Words: Kirsty Ketley
Back to school means our newsfeeds will be filled with the obligatory photos of children standing on their doorstep, kitted out in their new school uniform.
While it’s great to have a yearly momento, there are a few things that parents should consider though before sharing their photos online.
It is important that you make sure your child’s school badge is covered, not only on the uniform but on bags too. Without having strict privacy settings on your account, you run the risk of anyone seeing what your child looks like, who they are and where they go to school, which can be dangerous. Without meaning to, you can be giving out personal information to strangers who will use it to gather information such as your child’s date of birth, address, school and even their full name, which can not only lead to cyber bullying, but also to identity theft.
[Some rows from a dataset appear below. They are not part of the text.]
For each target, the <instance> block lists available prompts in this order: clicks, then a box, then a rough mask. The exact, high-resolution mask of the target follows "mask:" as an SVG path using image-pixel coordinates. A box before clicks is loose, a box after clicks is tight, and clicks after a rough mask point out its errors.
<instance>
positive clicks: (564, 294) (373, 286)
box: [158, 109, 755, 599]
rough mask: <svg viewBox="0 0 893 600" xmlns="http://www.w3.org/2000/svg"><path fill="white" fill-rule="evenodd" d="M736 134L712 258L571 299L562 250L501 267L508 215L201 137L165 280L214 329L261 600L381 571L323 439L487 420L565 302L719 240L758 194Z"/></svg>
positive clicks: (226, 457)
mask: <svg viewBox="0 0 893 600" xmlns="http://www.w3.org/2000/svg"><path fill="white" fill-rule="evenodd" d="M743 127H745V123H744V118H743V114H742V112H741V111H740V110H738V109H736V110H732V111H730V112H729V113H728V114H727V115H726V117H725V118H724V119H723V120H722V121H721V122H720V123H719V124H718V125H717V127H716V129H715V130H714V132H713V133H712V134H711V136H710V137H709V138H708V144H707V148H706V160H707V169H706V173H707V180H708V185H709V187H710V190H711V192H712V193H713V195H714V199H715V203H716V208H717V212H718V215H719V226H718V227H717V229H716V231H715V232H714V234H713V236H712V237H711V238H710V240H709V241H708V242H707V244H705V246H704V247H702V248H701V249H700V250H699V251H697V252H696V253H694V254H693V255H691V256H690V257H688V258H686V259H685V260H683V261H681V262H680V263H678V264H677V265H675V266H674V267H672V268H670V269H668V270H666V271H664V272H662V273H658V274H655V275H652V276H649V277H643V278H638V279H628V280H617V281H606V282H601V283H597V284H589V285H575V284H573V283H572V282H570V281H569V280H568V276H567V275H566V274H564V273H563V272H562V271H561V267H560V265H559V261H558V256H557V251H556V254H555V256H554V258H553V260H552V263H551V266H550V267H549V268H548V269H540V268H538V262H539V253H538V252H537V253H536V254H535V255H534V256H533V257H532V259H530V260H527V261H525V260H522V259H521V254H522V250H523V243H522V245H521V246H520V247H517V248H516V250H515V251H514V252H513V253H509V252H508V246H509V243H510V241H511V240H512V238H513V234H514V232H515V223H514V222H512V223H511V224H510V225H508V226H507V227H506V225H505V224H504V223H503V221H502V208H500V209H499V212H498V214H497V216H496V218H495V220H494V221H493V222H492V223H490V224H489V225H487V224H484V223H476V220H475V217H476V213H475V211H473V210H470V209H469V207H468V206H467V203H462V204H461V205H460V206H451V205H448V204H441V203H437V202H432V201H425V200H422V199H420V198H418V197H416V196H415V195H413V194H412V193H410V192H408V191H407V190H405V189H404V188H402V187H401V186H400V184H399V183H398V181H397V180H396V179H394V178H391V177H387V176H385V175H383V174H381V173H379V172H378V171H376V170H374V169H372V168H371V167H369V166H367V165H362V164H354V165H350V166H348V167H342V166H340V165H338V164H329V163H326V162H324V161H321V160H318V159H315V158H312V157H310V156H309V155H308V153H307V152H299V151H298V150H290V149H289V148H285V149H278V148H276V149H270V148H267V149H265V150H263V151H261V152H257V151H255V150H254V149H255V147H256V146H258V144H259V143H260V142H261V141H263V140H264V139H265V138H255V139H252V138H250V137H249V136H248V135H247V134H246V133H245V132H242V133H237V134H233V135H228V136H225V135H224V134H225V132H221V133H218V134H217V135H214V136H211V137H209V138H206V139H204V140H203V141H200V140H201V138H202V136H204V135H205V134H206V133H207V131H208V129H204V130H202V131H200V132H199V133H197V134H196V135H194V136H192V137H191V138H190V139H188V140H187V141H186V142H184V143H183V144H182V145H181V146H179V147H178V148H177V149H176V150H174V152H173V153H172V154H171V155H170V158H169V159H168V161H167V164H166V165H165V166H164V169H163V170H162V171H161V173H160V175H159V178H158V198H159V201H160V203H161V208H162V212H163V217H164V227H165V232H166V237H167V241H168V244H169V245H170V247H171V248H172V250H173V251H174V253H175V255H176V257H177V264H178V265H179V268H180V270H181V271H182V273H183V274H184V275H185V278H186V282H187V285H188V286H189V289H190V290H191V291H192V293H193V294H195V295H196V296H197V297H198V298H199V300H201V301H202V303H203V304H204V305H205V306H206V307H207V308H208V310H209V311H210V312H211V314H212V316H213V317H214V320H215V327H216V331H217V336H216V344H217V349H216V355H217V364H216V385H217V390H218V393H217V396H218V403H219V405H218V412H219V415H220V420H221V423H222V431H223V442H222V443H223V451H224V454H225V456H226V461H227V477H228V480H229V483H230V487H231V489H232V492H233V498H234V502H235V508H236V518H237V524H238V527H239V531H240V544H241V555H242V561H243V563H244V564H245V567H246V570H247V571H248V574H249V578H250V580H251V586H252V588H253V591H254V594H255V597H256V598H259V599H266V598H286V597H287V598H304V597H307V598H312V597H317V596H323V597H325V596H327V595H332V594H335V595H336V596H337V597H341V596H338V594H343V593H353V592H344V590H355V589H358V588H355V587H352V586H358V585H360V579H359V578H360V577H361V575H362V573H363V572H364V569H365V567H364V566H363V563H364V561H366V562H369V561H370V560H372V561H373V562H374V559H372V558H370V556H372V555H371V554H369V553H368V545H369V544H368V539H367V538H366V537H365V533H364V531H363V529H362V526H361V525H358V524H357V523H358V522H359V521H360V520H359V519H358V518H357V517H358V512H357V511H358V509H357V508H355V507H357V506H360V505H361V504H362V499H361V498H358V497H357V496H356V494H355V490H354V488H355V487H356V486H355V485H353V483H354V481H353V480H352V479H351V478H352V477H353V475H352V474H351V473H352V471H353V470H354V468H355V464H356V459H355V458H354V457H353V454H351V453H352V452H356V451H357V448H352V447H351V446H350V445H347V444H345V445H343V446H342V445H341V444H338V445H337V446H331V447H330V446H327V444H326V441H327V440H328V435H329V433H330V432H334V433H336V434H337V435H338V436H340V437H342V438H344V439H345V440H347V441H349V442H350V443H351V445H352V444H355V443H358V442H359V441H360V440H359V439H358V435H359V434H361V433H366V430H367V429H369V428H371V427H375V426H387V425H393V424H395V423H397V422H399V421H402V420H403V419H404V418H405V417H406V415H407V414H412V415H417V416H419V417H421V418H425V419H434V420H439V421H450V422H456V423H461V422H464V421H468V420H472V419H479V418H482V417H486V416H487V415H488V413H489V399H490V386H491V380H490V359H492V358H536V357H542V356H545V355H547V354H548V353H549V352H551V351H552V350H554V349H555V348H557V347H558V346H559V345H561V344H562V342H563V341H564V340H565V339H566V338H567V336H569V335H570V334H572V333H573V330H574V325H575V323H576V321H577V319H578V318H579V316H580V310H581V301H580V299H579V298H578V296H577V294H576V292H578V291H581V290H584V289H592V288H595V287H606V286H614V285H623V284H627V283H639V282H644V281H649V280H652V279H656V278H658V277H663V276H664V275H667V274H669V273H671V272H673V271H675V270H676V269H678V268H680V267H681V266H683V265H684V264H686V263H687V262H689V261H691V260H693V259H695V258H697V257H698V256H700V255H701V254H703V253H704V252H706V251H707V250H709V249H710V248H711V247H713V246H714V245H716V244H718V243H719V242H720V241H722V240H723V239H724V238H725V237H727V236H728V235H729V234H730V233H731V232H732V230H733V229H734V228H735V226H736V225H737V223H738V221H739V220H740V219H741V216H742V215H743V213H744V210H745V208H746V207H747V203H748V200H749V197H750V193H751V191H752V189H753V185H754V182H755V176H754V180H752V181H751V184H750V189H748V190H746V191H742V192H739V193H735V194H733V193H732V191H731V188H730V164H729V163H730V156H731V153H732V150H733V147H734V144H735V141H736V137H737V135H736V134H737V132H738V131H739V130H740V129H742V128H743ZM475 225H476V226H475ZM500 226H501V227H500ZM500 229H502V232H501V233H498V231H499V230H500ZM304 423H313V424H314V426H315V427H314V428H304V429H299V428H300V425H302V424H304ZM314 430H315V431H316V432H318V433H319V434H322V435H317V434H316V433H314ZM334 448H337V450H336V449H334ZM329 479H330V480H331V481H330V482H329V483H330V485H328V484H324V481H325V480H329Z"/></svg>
Therefore, taking a minute to review your settings is a must but blurring out the badge is good as an extra precaution.
Next, ensure that your house isn’t easily identifiable – so avoid having your house number or road name in the photos, and if you are wanting to take photos of your child once in school – on their first day, for instance, ensure that other children’s faces are not visible.
Then, check that your social media platforms are not using geo tagging, so that the location of the photo is not uploaded too. You can turn geo tagging off in your settings.
It is also a good idea to ask friends and family to seek your permission to share any photos of your children too, and be mindful that even if you have strict privacy settings, people can still take a screen grab of your photos.
It’s not just taking photos that can put your child at risk though…
It is every parent’s priority to ensure that their child is safe from harm, especially when they are not with them, but did you know, placing your child’s name on their school bags, in full view of everyone, can actually help aid ‘stranger danger’?
If a potential abductor happened to see your child’s name, they could use this as a way of making them think that they are friendly and can be trusted. It can be hard for children to distinguish strangers from acquaintances – the good people from the bad, so when someone uses their name, they may believe that they know them, or that their parents do and that this makes it ok to talk with this adult.
The best way to avoid this happening, is to be discreet in labelling your kids things – so putting names on the inside of the bag or on labels that cannot be removed. If lost, the item can still be returned, but their name isn’t obviously on view.
Of course, you want your child to be able to recognise their belongings too, so using keyrings or stickers that can help your child know which bag, lunch bag or pencil case is theirs’ are better ways to help.
It is important to acknowledge though, that while it is frightening to think of your child being abducted, the risks are small – strangers abduct less than 1% of the children who are reported missing each year. That said, there is still a risk and one that is not worth taking.
With that in mind, before school starts, being aware of the potential risks, beyond labelling your kids bags safely, is important.
Your child’s greatest risks come from those that they know or who are acquainted with the family in some way, so ensuring that they know how to stay safe, even with people they recognize is vital. A safe word can be useful to have, that the child can remember and only people who are authorized to pick them up will know.
Communicating with your child about how to stay safe is a must and this is where a safety plan is useful. This could include;
- Teaching your child where they can go for help when walking a familiar route, such as school
- Reminding them to stay in a group when travelling
- Reminding them about the risks of accepting lifts or changing plans without your permission
- Helping them understand the tricks that abductors like to use, such as offering money or sweets, or asking for help
- Encourage them to tell a ‘safe’ adult whenever anything or anyone makes them uncomfortable.
It is also worth pointing out though, that not all strangers are dangerous and that our children need to feel comfortable in asking for help if they need it. Focussing on the behaviours of adults – what rules and expectations are acceptable and what is not, is therefore best, rather than types of people.